It was the kind of day where, from top to bottom, there was little light to be seen. You woke up, you got some bad news, the news got worse and worse and worse and you had to somehow find yourself as a functioning person through it all. The lenses of your glasses had so many fingerprints on them: all you could see was what happened in Orlando. Although we on the West coast were on the opposite end of the country, it felt like it happened down the street (and it almost did). Yesterday was a day we will not forget because, in some ways, the entire world’s LGBTQ population was attacked so viciously, in a safe space, in our home. At the risk of sounding hyperbolic, yesterday felt like the LGBTQ version of 9/11. We’ll never forget yesterday.

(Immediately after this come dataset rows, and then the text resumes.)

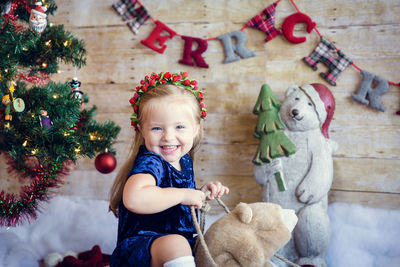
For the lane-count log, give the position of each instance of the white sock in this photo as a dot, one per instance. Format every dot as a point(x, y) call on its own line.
point(185, 261)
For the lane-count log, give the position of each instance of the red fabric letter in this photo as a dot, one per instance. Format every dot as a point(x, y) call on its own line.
point(156, 36)
point(188, 53)
point(291, 21)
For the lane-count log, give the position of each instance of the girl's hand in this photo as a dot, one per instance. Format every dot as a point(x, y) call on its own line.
point(216, 189)
point(193, 197)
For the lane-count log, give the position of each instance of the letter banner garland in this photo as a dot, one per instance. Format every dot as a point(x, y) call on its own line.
point(369, 93)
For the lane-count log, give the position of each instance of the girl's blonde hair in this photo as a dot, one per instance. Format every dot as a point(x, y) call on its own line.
point(161, 91)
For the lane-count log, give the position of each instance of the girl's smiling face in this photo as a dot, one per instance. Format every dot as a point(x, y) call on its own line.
point(169, 128)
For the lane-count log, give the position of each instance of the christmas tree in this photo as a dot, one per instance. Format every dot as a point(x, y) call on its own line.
point(270, 130)
point(44, 126)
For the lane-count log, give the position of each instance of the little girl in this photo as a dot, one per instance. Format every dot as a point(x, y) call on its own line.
point(154, 190)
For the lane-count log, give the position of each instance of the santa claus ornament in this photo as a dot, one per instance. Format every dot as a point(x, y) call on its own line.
point(37, 20)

But, we have to soldier on. Those people who died would want us too and we need to push ourselves forward too, to memorialize them. Yes, we need to ban guns but we also need to band together: we’re a family. Being LGBTQ is more than being a part of a community: we’re an intimate group of related people, bound by a unique set of experiences and persecutions. I don’t have any connection personally to those who died in Orlando nor may I have ever known them—but their deaths and what happened felt like something was taken fromw me. Why? Because they were everything that we all hope to be as an LGBTQ person: out and proud and living that queer dream. When that queer dream is attacked, it’s devastating because all of us are attacked. It was a reminder of what it means to be out in public.
This all took me back to when I came out in 2009 and what happened in my family. My Aunt Sharon has been the queer constant in my life: she’s always been an out lesbian and, despite nineties language trickery where her wife was referred to as “her roommate,” she was living the queer dream that she could given the constraints of the time. I never really understood her gay life until I got much older and have been able to see myself in it.
When I came out, news rippled through my family with a lot of nods and, “Yeah, I already knew that.” No one was really surprised. Still, Sharon took the opportunity to do something that every queer person should get: she welcomed me into the family, to be embraced for difference by another who is different. While visiting my brother in 2011, I finally saw Sharon for the first time as an out adult. We went antique shopping in rural Washington, which is maybe the gayest thing imaginable. She carried around a strange tote during the visit and, over beers, I finally asked her what was in the bag. She coyly said it was nothing and tried to hide this thing that was so obviously following us around all day.
After a quick back and forth on why she should share, she did: she took out a hand carved, hand painted rainbow tray. She handed it to me, mentioning that this was a gift to welcome me to my other family. She had made it after learning about my being out and had been meaning to gift it. She had hesitations because she thought she had done a poor job in executing the idea and mentioned the tricky process of decoupage, how the poem on the front came from a photo she took, and that her handiwork was much shakier than she thought. She was slightly embarrassed to share. I thanked her and gave her a hug. It was so sweet and, in the blinders of being younger, it felt simple, just a folksy offering from aunt to nephew.
The tray has been in my apartment since, its charm displayed on a shelf for years now. Yesterday, the tray seemed to vibrate and glow all day as this connective tissue through queer family: it was a reminder that, even when we lose someone, we still have each other. As the tray poem reads, “Coming out—loud and proud, standing up to be counted, sharing our strength—to reclaim our lives, revealing our power, to command our future, rallying our visibility to abrogate hate.”
It felt so timely. It was a reminder of how there is always hope and that we are a family and we have each other. As we all try to process what happened in our own way, stories like this, of LGBTQ connection and intersection, stand out in the mind. It was a personal reminder that there is a lot to be done—but we can’t forget that we have each other to turn to in these hard times. That’s what what family is for.